Confirmation of covalently-linked structure and cell-death inducing activity in site-specific chemical conjugates of human Fas ligand extracellular domain

Objective

In this study, we aimed to identify the structural components and to clarify the biological activity in the site-specific conjugates of human Fas ligand extracellular domain (hFasLECD) with either fluorescein moiety (FL) or chicken egg-white avidin (Avi). The conjugates were characterized by molecular-weight measurement using MALDI-TOF mass-spectrometric analysis and by cell-death inducing activity measurement against a human colorectal cancer cell line, HT-29, using MTT cell-viability assay. Pretreatment effect with human interferon-γ (IFN-γ) on the cell-death inducing activity was evaluated.

Results

The mass-spectrometric analysis of the hFasLECD-Avi conjugate showed that it was possible to detect the signal peak of molecular-weight to electric charge (m/z) derived from the component involved in the covalent linking as the sum of the molecular-weight of unconjugated hFasLECD- and Avi-derivative subunits, in addition to the signals from each corresponding subunit component irrelevant to the covalent linking.

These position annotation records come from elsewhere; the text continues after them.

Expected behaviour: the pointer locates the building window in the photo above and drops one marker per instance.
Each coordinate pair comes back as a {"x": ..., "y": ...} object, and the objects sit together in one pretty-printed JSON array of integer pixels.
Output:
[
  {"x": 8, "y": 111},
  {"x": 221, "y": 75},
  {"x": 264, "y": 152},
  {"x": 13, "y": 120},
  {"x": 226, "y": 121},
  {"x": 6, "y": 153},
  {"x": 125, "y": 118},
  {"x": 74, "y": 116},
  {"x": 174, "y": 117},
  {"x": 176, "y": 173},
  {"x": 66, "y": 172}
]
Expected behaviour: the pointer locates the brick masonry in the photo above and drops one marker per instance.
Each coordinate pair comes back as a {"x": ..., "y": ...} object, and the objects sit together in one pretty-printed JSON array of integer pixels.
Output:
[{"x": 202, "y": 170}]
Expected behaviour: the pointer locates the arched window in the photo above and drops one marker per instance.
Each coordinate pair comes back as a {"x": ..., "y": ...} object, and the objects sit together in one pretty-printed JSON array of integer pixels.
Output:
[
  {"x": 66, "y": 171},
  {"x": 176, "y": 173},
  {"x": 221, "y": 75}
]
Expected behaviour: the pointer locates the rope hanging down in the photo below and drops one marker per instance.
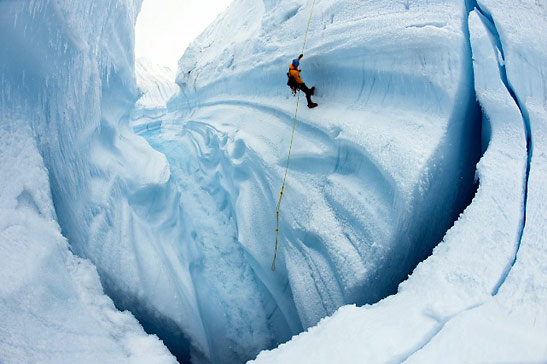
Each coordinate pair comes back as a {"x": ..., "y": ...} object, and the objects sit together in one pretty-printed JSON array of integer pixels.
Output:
[{"x": 290, "y": 149}]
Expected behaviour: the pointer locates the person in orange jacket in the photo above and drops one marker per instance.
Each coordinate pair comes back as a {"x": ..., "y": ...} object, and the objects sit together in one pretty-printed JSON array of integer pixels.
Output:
[{"x": 296, "y": 83}]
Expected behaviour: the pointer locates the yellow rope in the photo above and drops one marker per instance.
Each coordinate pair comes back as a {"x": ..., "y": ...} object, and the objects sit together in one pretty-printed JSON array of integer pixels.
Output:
[{"x": 290, "y": 149}]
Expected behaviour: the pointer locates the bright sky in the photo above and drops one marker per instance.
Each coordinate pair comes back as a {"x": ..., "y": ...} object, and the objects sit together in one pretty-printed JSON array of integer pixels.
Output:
[{"x": 166, "y": 27}]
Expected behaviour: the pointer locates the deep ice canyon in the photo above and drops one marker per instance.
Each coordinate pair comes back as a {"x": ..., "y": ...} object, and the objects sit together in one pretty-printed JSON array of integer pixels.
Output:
[{"x": 173, "y": 204}]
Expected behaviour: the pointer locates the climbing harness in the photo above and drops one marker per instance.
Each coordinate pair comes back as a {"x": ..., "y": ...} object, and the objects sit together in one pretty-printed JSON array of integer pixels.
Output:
[{"x": 290, "y": 149}]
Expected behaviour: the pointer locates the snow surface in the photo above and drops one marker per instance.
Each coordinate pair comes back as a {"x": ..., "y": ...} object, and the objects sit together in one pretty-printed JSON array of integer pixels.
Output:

The cell-viability assay revealed that both conjugates possessed a remarkable death-inducing activity against HT-29 cells in synergy with the pretreatment using human IFN-γ. Following 24 h pretreatment with 100 IU/ml of human IFN-γ, almost no viable cells existed after 72 h treatment with either 100 or 1000 ng/ml of FL-hFasLECD and hFasLECD-Avi conjugates.

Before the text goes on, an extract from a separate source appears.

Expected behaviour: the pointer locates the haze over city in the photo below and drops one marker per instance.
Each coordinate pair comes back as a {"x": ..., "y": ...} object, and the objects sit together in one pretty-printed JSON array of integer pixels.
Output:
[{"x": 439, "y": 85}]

Human Fas ligand (hFasL) is produced in many immune cells, predominantly by cytotoxic T-lymphocytes (CTL) cells and natural killer (NK) cells, and plays a central role of a major cell-death inducing factor in the elimination of diseased cells such as cancer cells and virally-infected cells in the human body [1]. The extracellular domain part of hFasL (hFasLECD) forms a complex with trimeric Fas receptors on the cell surface to trigger apoptosis of the target cells, which makes this domain attractive as a potential component of novel cytotoxic molecular tools for medical applications [2]. The soluble hFasLECD (26 kDa), excised from whole hFasL molecule (40 kDa) by matrix metalloproteinase-7, exhibited a substantially weakened cell-injuring activity [3,4,5], which can protect tumor cells from death caused by chemotherapeutic drugs [6, 7].

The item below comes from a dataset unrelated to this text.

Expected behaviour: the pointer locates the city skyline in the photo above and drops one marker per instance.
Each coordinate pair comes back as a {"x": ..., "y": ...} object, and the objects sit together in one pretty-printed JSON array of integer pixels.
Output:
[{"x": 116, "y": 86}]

In previous studies, we developed an efficient secretory expression system of hFasLECD in Pichia pastoris [2, 8]. The derivatives of truncated hFasLECD (aa 139–281), containing site-specific chemical modifications of the Cys residue introduced at the amino-terminally attached tag sequence, retained the specific binding activity toward human Fas receptor extracellular domain. One of the derivatives showed the cell-death inducing activity against a human colorectal cancer cell-line, HT-29 cells, after cross-linking by an antibody [9]. The production of site-specific chemical conjugates was possible either by direct modification of the Cys residue with maleimide compounds [10] or by cyclo-addition reaction between trans-cyclooctene group (TCO) and methyltetrazine group (MTZ) [11]. The latter reaction was applicable to the conjugation of not only low molecular-weight compounds but also other functional proteins with molecular-weight similar to hFasLECD, such as egg-white avidin (Avi) and rabbit F(ab′) fragment, under mild conditions.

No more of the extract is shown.